The Gender Violence Act will be sponsored by State Rep. Sara Feigenholtz, D-Chicago, State Rep. Rosemary Mulligan, R-Des Plaines, and State Sen. Lisa Madigan, D-Chicago, as House Bill 4407. The proposal closely follows the 1994 Federal Violence Against Women Act, which provides women with an option to sue their attackers in federal court. Illinois' proposed law would allow victims of gender-related violence to hold their attackers personally responsible for civil damages in state court.
"This law would simply create a way for victims of brutal crimes and frightening threats to have the ability to strike back at batterers and abusers by going after their checkbook - to make them pay money damages for their acts of violence or threats," Ryan added.
This measure is a deterrent to acts of aggression based on gender or sexuality, and is in no way intended to burden the courts. It provides a civil remedy for women as well as gay and lesbian victims of "gay-bashing."
While current law makes employers financially responsible for the violent and intimidating acts of their employees, this proposal allows victims to sue an attacker directly. And, by making rapists and batterers pay for the harm they cause from their own pocket, this measure removes pressure from businesses, which, until now, have been responsible for the costs of sex discrimination in the workplace.
State and federal law currently defines gender-based violence as "actionable sex discrimination" if it occurs in the workplace or in a few other limited settings. This proposal would expand these protections to the home, the community and in places where such violence is most likely to occur. With this measure, every individual will be given a responsibility that has mostly rested with employers.

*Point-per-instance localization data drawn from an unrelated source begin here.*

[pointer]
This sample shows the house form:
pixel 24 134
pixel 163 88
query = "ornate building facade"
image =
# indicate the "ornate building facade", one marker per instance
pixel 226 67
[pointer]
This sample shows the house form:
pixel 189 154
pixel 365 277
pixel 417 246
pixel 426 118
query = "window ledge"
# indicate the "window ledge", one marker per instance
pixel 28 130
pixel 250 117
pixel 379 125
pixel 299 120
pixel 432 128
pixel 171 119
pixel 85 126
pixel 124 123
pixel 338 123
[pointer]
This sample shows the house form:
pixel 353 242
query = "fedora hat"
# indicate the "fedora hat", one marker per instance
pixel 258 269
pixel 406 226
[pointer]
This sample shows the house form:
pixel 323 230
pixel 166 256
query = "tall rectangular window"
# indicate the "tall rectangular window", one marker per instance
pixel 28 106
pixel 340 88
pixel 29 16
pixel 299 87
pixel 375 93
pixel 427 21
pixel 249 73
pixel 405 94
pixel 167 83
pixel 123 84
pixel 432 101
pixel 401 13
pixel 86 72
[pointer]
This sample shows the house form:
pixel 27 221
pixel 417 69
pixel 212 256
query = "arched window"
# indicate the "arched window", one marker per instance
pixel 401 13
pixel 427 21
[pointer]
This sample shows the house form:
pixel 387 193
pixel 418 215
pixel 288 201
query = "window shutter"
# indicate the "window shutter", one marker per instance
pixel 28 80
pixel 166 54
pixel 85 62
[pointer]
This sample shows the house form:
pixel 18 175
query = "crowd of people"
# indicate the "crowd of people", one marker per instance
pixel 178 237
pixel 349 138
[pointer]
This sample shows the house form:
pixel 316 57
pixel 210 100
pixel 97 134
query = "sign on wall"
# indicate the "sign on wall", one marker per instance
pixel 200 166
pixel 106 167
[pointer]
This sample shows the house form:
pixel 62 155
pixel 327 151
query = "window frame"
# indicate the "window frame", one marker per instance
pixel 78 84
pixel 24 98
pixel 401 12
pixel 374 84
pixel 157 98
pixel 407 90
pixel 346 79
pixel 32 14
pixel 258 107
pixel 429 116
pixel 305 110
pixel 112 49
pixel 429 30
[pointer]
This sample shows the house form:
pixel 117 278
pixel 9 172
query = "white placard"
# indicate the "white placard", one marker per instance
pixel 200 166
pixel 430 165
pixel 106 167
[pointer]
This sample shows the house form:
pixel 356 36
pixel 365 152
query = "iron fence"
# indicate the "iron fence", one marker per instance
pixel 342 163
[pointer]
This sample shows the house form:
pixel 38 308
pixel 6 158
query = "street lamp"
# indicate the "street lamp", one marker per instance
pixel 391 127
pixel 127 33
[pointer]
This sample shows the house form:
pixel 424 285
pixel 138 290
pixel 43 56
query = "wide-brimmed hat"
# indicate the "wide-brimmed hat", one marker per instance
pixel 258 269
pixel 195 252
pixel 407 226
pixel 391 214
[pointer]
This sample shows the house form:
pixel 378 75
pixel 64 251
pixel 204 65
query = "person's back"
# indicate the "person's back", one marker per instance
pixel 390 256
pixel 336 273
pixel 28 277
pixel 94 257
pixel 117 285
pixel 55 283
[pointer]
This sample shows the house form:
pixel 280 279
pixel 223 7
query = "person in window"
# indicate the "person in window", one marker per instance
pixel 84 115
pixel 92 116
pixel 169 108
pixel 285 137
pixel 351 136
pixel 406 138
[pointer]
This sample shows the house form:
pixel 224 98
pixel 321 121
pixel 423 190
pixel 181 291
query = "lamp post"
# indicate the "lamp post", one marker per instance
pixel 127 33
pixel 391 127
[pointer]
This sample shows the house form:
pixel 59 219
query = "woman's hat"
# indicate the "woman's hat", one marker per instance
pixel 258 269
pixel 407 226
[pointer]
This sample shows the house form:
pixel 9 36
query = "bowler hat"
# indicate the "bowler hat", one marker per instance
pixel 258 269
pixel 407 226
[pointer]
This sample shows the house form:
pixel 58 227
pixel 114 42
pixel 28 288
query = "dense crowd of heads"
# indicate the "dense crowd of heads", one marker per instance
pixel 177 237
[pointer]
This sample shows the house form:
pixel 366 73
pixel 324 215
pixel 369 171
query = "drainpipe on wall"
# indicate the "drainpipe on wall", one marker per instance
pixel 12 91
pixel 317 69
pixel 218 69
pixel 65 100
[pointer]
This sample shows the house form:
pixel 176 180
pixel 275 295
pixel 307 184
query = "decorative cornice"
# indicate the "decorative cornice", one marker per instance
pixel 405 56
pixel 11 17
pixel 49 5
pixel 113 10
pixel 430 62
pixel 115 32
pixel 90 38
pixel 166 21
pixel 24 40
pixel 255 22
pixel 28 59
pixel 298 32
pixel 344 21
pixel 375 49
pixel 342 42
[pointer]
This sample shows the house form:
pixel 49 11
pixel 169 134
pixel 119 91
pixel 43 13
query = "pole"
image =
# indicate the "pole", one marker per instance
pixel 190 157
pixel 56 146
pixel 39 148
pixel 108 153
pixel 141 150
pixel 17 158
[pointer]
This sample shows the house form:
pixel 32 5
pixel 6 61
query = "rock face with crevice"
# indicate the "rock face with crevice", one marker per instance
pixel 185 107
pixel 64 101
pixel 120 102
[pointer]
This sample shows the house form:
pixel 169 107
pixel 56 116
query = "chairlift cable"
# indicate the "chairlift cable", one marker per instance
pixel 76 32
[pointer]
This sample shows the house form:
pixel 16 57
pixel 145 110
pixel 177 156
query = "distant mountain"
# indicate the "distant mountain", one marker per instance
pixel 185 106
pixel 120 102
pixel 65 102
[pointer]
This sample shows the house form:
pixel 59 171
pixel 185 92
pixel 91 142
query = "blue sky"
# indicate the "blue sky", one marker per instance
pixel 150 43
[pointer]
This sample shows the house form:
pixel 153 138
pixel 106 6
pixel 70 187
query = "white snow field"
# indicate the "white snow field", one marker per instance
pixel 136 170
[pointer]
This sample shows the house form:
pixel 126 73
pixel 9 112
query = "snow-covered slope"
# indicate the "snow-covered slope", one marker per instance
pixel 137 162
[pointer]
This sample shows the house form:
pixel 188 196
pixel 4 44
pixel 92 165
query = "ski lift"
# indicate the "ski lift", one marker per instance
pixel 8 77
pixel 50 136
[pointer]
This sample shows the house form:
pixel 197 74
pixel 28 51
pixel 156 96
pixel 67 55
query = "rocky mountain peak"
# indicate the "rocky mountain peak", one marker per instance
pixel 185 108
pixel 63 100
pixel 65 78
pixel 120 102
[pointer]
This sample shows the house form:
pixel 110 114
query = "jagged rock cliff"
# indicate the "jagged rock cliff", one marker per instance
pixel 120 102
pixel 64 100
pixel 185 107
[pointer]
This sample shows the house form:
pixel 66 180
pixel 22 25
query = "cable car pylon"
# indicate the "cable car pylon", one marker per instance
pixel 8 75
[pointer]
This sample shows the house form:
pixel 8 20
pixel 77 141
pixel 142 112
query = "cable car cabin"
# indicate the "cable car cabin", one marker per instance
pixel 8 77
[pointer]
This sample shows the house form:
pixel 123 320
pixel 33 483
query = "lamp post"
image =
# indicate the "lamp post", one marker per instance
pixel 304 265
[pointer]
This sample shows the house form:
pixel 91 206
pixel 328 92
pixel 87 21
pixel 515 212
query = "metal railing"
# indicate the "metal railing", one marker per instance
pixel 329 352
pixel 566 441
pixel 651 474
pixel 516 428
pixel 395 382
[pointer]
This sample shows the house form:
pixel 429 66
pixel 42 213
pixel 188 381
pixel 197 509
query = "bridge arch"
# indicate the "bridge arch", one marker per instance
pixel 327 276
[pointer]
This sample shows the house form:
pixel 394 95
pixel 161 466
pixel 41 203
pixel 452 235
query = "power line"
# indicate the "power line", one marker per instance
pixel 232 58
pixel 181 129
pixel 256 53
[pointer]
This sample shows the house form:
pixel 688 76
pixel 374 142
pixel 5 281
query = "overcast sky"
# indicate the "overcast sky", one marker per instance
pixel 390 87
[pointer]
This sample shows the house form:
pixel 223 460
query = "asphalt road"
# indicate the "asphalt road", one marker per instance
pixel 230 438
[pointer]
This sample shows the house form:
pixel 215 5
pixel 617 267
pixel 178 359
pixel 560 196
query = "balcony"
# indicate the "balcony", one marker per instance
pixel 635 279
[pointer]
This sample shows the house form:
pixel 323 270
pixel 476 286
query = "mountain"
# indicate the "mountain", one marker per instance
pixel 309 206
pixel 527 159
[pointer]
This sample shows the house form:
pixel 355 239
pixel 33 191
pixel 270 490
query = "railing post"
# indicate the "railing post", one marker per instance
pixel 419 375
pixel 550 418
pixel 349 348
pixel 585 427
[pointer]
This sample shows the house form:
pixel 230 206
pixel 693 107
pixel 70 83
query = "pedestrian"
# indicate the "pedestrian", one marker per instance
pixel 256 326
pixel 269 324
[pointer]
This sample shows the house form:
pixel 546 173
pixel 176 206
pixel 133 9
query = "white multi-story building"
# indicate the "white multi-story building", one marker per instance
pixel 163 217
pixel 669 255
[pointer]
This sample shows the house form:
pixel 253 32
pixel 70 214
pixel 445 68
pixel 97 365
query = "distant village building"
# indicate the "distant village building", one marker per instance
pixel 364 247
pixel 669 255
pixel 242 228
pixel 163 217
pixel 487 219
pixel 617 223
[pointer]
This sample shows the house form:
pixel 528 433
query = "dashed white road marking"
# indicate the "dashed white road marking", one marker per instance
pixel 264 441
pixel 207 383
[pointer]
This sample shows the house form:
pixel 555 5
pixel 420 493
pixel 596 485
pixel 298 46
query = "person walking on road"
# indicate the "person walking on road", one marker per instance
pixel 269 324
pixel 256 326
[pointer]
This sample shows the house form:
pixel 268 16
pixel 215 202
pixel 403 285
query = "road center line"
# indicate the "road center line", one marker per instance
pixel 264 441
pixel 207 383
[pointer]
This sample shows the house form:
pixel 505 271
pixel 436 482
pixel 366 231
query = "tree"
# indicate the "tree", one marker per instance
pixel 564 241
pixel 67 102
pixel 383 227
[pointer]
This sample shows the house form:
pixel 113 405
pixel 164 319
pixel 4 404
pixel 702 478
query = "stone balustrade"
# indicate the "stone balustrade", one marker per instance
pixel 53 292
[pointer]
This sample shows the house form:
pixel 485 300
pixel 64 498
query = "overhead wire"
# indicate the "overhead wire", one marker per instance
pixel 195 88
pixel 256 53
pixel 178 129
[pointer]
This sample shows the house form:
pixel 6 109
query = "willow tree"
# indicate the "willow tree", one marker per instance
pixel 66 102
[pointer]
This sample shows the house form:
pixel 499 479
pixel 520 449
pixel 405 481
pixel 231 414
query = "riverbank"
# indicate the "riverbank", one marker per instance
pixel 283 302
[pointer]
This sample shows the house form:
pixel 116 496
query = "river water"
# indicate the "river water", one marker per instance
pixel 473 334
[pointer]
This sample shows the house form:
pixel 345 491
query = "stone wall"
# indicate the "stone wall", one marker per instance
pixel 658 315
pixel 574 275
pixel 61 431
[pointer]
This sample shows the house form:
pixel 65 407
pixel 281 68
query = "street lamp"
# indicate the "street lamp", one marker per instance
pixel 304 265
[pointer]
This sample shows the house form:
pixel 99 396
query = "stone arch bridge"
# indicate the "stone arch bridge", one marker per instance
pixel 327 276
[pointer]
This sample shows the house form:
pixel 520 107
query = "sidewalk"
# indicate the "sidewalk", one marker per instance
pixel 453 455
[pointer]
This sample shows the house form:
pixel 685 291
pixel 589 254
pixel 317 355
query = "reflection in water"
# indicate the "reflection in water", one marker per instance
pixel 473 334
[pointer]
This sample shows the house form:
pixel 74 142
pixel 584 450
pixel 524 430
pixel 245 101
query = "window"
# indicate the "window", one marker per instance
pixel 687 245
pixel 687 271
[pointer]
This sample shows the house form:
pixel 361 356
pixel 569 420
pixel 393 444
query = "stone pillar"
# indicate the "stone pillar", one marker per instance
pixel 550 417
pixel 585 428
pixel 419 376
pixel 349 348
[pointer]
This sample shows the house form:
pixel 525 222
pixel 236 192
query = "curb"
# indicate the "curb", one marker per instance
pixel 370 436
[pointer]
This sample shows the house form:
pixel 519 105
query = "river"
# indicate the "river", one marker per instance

"This law is better for business because employers won't have to take the fall for an employee that engages in violence or intimidating acts," Ryan said.
The first executive order of Ryan's administration reinstated the Governor's Commission on the Status of Women. Lieutenant Governor Corinne Wood and Chicago attorney Judy Gold serve as Co-Chairs of the Commission.
"Our sisters, wives and daughters; as well as our brothers, sons and friends deserve the right to their day in court if they are brutally victimized or threatened. I look forward to seeing this bill passed by the General Assembly," Ryan said.